News Release

REF NO.: 78

SUBJECT: Memorial to establish centre for northern food research

DATE: June 25, 2019

Memorial University is poised to make significant contributions to agriculture science and food security in Labrador and the province through the acquisition of an 85-acre farm in Labrador and the establishment of a centre to support northern agricultural research, education and food security.
The announcement was made today by Dr. Ashlee Cunsolo, director of the Labrador Institute, at Expo Labrador in Happy Valley-Goose Bay.
Pye farm

In 2016 Memorial University was approached by Frank and Joyce Pye of Grand River Farm with the vision of the university acquiring the farm lease to continue the Pyes’ legacy of supporting northern food security and food production and expanding it to include research, science and education.
The result is the acquisition of the farm and the creation of the Pye Centre for Northern Boreal Food Systems, said Dr. Gary Kachanoski, president of Memorial.
“Under the leadership of the Labrador Institute, and after a series of consultations with Indigenous communities, the local farming community, community organizations and municipal and provincial representatives, I am pleased to announce that Memorial University has assumed the lease of the farm and begun plans to establish the Pye Centre for Northern Boreal Food Systems,” he said.
The farm property will give Memorial University and its Labrador Institute the infrastructure to continue to grow and support northern food security and community development, and further Memorial’s commitment to agricultural research, education and outreach in the province, Dr. Kachanoski said.

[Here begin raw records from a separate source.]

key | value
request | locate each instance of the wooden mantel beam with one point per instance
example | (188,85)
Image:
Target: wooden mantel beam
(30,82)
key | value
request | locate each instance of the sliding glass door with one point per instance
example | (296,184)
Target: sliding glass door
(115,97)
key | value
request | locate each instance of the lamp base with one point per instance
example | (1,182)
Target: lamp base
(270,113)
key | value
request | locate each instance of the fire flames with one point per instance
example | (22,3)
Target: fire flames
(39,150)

It will also build on Grenfell Campus's new agriculture degree program and connect Memorial to an international network of northern farm research centres for north-to-north learning, sharing and collaboration.

'Locally specific'
“This new centre will provide much-needed accessible, timely and locally specific research and educational materials to support agriculture in Labrador, while continuing the Pyes’ legacy of maintaining the property as a community hub, focused on bringing people and food together,” said Dr. Cunsolo. 

“We are delighted to begin to play an important role in supporting food security, food systems and food sovereignty in Labrador and to providing nourishing and preferred foods, leading-edge research and public education by and for the region.”

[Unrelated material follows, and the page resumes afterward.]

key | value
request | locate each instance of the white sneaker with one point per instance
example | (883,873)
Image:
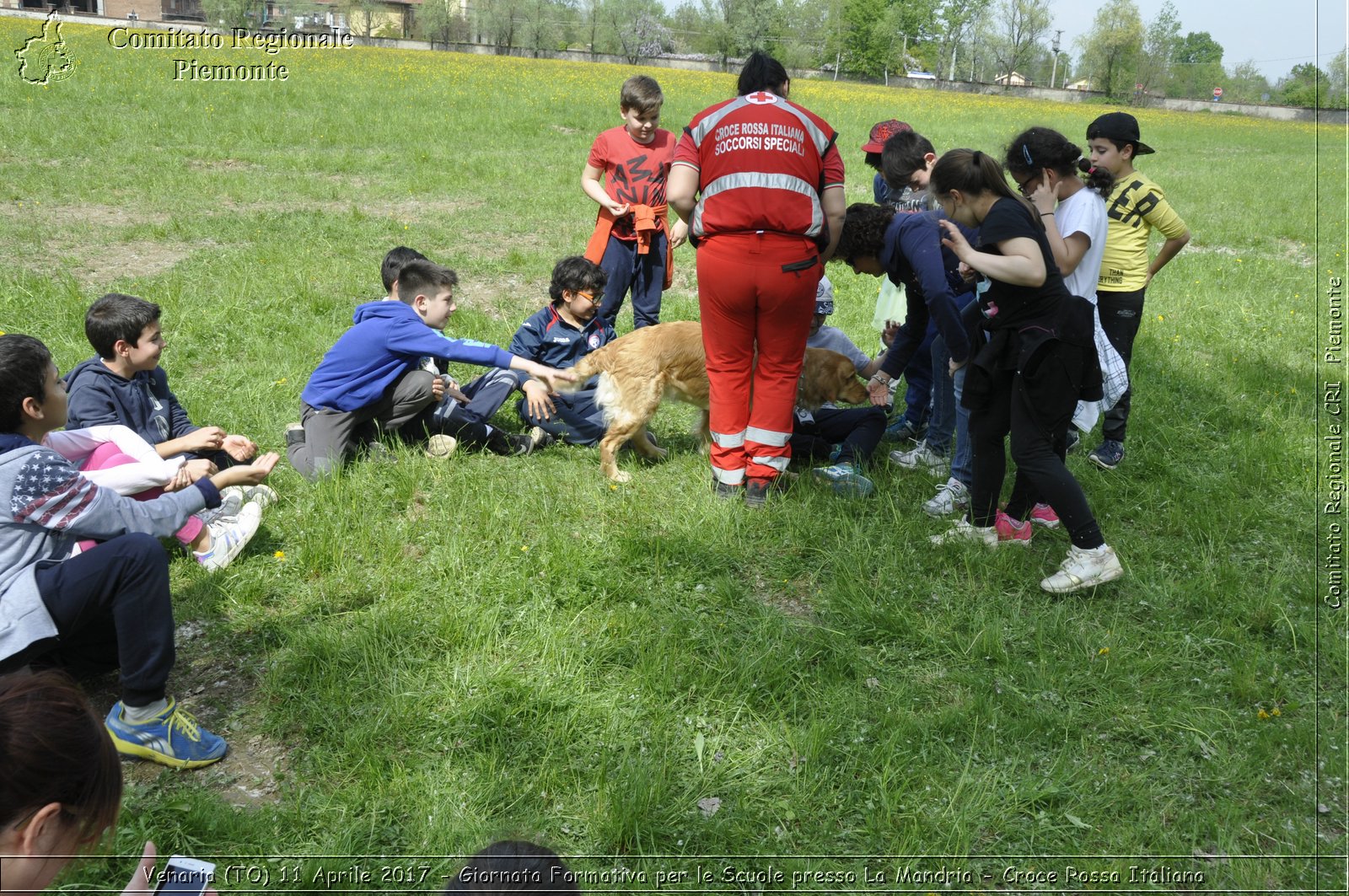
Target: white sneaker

Indigenous representatives
The new centre will be operated by the Labrador Institute and supported by a community steering committee and a scientific advisory committee.

The centre will work with local farmers, representatives from Nunatsiavut, NunatuKavut, the Innu Nation and key community organizations to begin to identify priorities and activities and will be supported by faculty, graduate students, government and community partners.
“For 40 years, Memorial has been proud to support the research and educational needs of Labrador through the presence of the Labrador Institute and through ongoing partnerships and initiatives in the region,” said Dr. Kachanoski. “The Pye Centre is the most recent example of our support of northern communities in leading their own development and becoming healthy, thriving places.”